Mika Brzezinski is taking credit for putting in place one of President Donald Trump’s now top national security advisers, Dina Powell.
Brezezinski made the claim in an interview with the New York Times on Friday.
“Dina Powell was in there because I brought her to Trump Tower and introduced her to Ivanka and Donald,” Brzezinski said. “I will just say that, on camera and off, we hoped for the best.”
Powell, a veteran of the George W. Bush administration and one of several Trump recruits relocating to the White House from Goldman Sachs, was at first brought onboard to work on economic development with Trump’s daughter Ivanka Trump and son-in-law Jared Kushner, according to the Associated Press.
Powell, an Egyptian-American and daughter of the late National Security Adviser to President Jimmy Carter, Zbigniew Brzezinski, now serves on Trump’s National Security Council.

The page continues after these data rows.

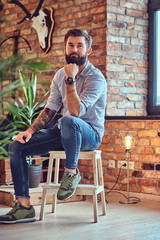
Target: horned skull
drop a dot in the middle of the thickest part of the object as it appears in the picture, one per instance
(42, 22)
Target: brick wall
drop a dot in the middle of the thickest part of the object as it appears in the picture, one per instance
(127, 42)
(145, 178)
(88, 14)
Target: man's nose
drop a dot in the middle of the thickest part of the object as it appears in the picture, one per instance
(75, 49)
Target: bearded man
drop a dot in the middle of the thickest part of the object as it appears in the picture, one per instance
(81, 89)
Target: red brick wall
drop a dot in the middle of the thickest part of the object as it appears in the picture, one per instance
(88, 14)
(127, 47)
(145, 178)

The New York Times reported in Friday’s article that the move from economic advisor to security council was a decision made by Trump’s National Security adviser H.R. McMaster:
(A person familiar with Ms. Powell’s ascent at the White House, who spoke on the condition of anonymity to discuss private conversations, confirmed Ms. Brzezinski’s description of the introduction, but said her move to the National Security Council from an informal advisory role with Ivanka Trump came at the behest of H. R. McMaster, Mr. Trump’s national security adviser, on the advice of outside experts.)

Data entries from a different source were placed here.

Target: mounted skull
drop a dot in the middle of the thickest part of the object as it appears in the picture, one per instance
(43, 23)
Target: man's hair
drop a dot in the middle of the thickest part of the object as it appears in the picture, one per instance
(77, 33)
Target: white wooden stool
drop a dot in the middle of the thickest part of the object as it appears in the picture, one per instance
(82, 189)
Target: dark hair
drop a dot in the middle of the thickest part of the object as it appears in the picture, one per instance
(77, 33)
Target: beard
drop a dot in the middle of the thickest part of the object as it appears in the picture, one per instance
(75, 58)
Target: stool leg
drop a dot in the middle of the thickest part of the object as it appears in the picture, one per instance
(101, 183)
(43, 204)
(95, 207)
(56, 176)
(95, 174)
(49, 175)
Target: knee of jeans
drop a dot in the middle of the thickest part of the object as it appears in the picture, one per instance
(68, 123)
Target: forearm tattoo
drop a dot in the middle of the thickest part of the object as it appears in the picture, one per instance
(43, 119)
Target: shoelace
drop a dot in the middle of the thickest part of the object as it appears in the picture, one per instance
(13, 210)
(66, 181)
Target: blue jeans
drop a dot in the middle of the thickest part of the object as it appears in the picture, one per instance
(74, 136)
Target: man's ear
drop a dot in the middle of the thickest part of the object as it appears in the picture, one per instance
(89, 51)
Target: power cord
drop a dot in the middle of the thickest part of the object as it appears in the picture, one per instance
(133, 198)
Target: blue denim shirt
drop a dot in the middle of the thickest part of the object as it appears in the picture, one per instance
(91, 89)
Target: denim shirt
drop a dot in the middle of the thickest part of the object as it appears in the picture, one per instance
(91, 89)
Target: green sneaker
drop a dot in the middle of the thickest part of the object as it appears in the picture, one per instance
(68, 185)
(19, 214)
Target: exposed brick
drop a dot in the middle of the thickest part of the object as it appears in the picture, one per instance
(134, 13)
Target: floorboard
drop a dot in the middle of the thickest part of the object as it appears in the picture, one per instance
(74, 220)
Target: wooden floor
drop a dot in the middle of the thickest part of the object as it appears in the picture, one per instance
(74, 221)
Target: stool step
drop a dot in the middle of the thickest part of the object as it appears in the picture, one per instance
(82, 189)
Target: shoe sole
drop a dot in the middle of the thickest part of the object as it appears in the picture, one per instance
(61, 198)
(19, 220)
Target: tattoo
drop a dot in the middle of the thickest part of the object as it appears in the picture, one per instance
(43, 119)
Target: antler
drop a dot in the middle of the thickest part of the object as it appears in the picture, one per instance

In April, the Associated Press also reported on Powell’s move up within the Trump administration:
National Security Adviser Lt. Gen. H.R. McMaster said he recruited Powell “because of her exceptional expertise and leadership skills, to lead an effort to restore the strategic focus of the national security council. She has already accomplished this shift in a few weeks, establishing great relationships across our government and with key international allies.”
Buried in the New York Times article is an admission from Scarborough that his coverage of the Trump presidency has been overwhelmingly negative.
“I mean our coverage when the voting started was probably 90 percent negative,” Scarborough told the Times. “He’s always shocked when he does something offensive and we attack him for it.”